Drinking Into the Night

We’re starting to drink and we will not cease our drinking. We’re starting – just starting – and this time it will never end.

We’ll drink. We’ll drink hard. We’ll drink into the night. And beyond the night! We’ll drink our way through the night, and through the morning. And maybe afternoon, as well.

 

We’ll drink until the end – we’ll push on until the end of the night. And beyond! And beyond it!

We’ll break through the night. We’ll shatter the night. We’ll tear the sky wide. We’ll rip open the sky.

Because this night is not enough for us. The sky is not enough. It’s sealed against us, and we’ll don’t want it to be sealed. It’s closed against us, and we don’t want it closed. We’ll slice it open. We’ll spill its guts. The guts of the sky! The innards of the sky!  

 

In a sense, we haven’t begun to drink. We haven’t found our way to the Great Drinking. We haven’t found our way to the plateau, not yet. We haven’t ascended in our drinking, climbed upwards. We haven’t risen in our drinking. The stars don’t flash above us, not yet. The sky doesn’t wheel around us.

 

The eternal night – that’s where we drink. The night that never ends. The night, where the sun never rises. Where eternal night simply journeys into itself. Presses into itself. Seems to collapse, into itself.

The night, lost in itself. Wandering in itself. The night that is its own labyrinth. The night, busy with itself, disappeared into itself.

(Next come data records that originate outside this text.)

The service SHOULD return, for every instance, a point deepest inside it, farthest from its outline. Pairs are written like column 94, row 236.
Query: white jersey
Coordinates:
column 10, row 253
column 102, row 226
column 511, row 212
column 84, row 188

That’s the  night we drink beneath. That’s the night we toast. That’s the night up to which our crises rise. And our prayers – our drunken prayers.

 

To drink until we pass out. Until we lie, unconscious. We don’t need to be conscious. We give up our consciousness. It doesn’t matter to us anymore. We simply want – what do we want? To lose our light.

Drinking deeper. Drinking all the way down. Drinking into the Urgrund and the Abgrund. Drinking into the abyss, and deeper than the abyss. Drinking-falling into Nothing. Into the Nothing above and the Nothing below. Drinking to that.

 

There’s no saving us. There’s no saving ourselves. We’re lost. Ruined. We’re abandoned. We’re only deepening our dereliction. We’re only furthering our loss of all true things.

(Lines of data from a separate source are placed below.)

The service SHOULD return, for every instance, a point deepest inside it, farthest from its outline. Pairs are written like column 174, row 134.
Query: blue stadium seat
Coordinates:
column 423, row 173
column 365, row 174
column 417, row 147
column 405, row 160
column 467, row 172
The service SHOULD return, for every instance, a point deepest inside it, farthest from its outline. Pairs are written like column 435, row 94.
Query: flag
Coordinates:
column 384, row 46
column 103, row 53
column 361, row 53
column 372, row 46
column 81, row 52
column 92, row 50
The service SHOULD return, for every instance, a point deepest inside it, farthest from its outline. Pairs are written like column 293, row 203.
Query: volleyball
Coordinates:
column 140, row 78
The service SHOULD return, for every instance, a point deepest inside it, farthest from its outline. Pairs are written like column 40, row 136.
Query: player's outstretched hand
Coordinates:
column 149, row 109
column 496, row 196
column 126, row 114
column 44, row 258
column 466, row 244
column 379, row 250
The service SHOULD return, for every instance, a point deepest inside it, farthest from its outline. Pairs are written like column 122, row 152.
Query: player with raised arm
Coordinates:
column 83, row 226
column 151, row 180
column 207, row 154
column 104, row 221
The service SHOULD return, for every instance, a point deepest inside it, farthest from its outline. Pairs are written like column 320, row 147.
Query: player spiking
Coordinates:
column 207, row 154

This is a funeral. A permanent funeral. Of our hopes. No – this is a wake for our hopes. This is a wake for the ruination of our hopes. We’re staying up all night to mourn the ruination of our hopes.

 

We’re all guilty, right? Guilty – dreadfully so. Abysmally so. Ruinously so. We’re all guilty …

Is a judgement coming soon? A terrible judgement? A looming judgement? Don’t we hope so? Isn’t that what we want?

A judgement … that would declare us to have been in the wrong. To have lived in the wrong. A judgement that would tell us that we were wrong. That we’ve done unspeakable things. That our lives are full of unspeakable things. That we’re guilty with the guilt of everyone. With the guilt of everything …

Our cry for help. Our S.O.S. Our appeal. What is it that we want? More ruin More destruction. A final ruination. A final destruction. What do we need?

An island. A separate place. Where we can just live in peace as human beings. In simplicity. That’s what we need. And isn’t this night an island? Isn’t this pub?

 

We’re looking for time. We’re drinking for time. For a reprieve. We want a gap in the world being the world. We’re looking for a cessation of the world’s endless worlding. A holiday, a Sabbath, a minute’s peace: isn’t that what we’re seeking?

 

We’re the last drunks in the place. The last drunks. They’ve turned the lights on … they want to get rid of us. Of course they do! The bar staff want to go home. They have lives! They want to clear up and get back! They want to wipe down the tables! They want to lock the great door!

We’ve outstayed our welcome, as we always outstay our welcome. We’re remained too long, as we always remain too long. Their nights are long enough as they are, God knows. Having to deal with drunks like us! Having to humour drunks like us!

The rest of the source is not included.